Angesichts des jahrzehntelang von keiner Polizei behinderten Handels pakistanischer Banden mit englischen Mädchen, den regelmäßig brennenden französischen Vorstädten und der absurden Exzesse amerikanischer social justice warriors, dürften jedoch alle auf deutsche Besonderheiten verweisenden Erklärungen der multikulturellen Ideologie schwer haltbar sein. Damit ist es freilich auch nicht möglich, sich durch den Verweis auf ein angebliches geschichtliches Verhängnis von der eigenen Handlungsverantwortung loszusprechen.
Die eigentlichen Probleme
Sehr sinnvoll ist hingegen Sieferles Einordnung des Migrationsproblems in die geschichtlichen Horizonte unserer Zeit. Angesichts seiner langjährigen Beschäftigung mit dem Thema ist es nicht verwunderlich, daß er hier vor allem an die unbewältigten energiewirtschaftlichen Fragen unserer industriellen Zivilisation denkt. Die gegenwärtige Wirtschaftsweise zerstöre rasch die eigenen Grundlagen und eine neue Nachhaltigkeit sei nur durch massive technologische Durchbrüche – und keineswegs durch Nullwachstum – möglich.

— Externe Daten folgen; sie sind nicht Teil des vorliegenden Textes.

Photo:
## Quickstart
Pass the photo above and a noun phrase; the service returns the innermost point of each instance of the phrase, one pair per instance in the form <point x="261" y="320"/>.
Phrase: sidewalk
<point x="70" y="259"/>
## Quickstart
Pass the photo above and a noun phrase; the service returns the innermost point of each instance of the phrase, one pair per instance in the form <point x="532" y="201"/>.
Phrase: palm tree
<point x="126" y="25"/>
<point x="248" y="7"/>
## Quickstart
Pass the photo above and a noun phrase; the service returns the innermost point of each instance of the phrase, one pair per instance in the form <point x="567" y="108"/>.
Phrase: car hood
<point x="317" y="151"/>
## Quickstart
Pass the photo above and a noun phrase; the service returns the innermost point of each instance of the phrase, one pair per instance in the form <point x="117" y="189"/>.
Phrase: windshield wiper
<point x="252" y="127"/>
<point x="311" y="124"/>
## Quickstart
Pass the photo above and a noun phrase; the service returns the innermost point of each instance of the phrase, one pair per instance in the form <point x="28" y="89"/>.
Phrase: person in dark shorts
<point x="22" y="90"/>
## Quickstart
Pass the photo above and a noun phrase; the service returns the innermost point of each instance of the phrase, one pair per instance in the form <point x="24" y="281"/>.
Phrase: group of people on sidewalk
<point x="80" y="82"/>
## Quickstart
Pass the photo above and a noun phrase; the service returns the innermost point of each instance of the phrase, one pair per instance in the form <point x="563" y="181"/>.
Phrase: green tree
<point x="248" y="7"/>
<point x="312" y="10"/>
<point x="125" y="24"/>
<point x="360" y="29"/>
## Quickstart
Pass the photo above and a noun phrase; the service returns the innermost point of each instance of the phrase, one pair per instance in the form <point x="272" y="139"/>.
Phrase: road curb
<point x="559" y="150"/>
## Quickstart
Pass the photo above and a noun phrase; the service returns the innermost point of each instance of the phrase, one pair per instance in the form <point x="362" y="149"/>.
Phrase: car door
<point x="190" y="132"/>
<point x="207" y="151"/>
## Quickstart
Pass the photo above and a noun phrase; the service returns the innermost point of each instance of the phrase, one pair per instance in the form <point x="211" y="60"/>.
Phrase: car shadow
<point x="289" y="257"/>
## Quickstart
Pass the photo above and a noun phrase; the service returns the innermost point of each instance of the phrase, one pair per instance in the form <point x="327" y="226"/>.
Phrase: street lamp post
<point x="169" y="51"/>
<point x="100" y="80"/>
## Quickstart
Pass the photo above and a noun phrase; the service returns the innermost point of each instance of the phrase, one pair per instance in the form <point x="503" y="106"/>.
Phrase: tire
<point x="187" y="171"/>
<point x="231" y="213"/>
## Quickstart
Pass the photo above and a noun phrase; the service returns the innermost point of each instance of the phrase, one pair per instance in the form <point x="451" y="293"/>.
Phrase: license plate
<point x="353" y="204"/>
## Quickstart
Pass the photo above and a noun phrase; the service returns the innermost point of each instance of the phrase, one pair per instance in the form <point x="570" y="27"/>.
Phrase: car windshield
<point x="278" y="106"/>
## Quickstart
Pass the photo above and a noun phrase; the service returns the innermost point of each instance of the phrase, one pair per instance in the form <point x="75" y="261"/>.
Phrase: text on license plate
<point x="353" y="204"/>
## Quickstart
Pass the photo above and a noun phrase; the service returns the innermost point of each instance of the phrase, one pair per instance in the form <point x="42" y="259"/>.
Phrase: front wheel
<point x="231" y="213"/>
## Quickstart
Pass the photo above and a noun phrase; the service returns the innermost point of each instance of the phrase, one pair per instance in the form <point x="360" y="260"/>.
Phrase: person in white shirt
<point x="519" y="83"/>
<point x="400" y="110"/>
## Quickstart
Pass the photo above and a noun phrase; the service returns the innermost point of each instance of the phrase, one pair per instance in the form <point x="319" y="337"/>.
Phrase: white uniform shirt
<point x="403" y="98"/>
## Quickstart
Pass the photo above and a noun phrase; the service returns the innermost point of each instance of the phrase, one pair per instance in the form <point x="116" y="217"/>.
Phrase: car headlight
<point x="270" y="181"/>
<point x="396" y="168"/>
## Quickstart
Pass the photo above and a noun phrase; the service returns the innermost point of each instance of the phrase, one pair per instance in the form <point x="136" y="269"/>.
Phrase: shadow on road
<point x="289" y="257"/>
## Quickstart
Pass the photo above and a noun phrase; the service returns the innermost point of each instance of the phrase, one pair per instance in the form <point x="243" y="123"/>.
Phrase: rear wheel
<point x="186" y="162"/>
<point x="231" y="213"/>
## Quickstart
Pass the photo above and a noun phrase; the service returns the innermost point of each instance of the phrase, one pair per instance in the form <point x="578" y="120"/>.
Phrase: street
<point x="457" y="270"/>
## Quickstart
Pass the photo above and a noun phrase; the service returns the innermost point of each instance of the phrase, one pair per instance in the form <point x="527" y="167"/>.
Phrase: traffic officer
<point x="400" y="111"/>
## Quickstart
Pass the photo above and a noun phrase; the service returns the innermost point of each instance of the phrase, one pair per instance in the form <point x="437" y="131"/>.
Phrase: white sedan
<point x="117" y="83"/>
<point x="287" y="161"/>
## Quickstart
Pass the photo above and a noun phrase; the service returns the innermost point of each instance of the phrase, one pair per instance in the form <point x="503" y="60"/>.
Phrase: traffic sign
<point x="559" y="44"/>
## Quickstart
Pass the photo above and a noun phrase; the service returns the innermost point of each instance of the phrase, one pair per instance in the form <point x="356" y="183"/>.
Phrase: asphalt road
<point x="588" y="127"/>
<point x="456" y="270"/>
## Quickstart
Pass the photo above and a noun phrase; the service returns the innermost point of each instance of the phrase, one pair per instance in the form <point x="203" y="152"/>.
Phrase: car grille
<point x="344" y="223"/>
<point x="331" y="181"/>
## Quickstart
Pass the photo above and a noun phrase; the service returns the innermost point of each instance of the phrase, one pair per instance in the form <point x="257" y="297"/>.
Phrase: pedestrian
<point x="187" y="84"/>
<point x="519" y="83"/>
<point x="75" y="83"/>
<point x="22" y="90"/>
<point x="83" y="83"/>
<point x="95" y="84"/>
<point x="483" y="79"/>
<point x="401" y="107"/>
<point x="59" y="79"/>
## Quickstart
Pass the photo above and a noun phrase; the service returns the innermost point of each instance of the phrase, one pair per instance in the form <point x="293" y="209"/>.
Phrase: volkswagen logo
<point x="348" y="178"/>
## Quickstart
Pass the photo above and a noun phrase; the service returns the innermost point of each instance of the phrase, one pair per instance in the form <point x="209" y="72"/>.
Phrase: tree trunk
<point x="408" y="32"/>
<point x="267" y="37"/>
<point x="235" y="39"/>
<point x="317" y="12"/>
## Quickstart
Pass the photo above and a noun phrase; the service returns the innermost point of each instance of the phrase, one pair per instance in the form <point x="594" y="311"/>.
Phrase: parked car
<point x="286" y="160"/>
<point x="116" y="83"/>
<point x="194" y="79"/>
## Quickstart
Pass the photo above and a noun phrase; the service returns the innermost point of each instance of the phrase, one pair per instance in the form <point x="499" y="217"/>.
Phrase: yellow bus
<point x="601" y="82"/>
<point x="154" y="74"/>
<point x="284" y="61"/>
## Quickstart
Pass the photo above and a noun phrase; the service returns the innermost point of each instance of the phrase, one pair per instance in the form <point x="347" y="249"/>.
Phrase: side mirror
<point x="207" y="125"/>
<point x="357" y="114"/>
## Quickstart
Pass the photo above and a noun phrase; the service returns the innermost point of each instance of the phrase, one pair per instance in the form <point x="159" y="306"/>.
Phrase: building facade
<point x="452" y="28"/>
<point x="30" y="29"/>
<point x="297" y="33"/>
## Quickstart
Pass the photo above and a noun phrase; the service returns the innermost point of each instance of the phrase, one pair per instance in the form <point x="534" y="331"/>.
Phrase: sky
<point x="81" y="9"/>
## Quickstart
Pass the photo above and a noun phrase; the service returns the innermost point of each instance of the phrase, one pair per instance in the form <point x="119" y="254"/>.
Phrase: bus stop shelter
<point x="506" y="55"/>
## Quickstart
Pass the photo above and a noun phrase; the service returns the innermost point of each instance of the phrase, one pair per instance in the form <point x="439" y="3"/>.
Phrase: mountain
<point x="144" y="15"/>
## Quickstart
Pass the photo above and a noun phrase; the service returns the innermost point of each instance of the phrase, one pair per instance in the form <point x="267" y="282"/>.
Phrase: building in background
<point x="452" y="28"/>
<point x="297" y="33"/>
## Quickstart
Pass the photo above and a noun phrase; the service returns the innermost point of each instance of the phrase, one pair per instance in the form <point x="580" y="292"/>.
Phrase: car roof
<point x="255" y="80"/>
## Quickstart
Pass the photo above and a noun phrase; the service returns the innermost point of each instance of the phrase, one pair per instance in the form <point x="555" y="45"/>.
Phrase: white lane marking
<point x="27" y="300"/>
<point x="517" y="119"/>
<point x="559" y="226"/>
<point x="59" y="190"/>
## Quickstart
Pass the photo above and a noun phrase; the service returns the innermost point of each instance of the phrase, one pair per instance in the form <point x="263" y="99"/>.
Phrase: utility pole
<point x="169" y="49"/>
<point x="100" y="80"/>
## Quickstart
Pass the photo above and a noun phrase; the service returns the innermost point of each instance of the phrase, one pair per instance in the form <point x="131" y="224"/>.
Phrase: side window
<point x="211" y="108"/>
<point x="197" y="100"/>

Ob ein islamisiertes oder afrikanisiertes Europa zu dieser tatsächlichen Menschheitsaufgabe seinen Beitrag wird leisten können, sei doch mehr als fraglich. Mit dieser Einordnung zeigt Sieferle das Migrationsproblem als das auf, was es letztlich ist: Ein neuer Barbarensturm, den wir angesichts drängendster anderer Probleme derzeit brauchen können wie einen Kopfschuß.
Rolf Peter Sieferle: Das Migrationsproblem. Über die Unvereinbarkeit von Sozialstaat und Masseneinwanderung. Die Werkreihe von TUMULT#01. Hg. von Frank Böckelmann. 136 Seiten.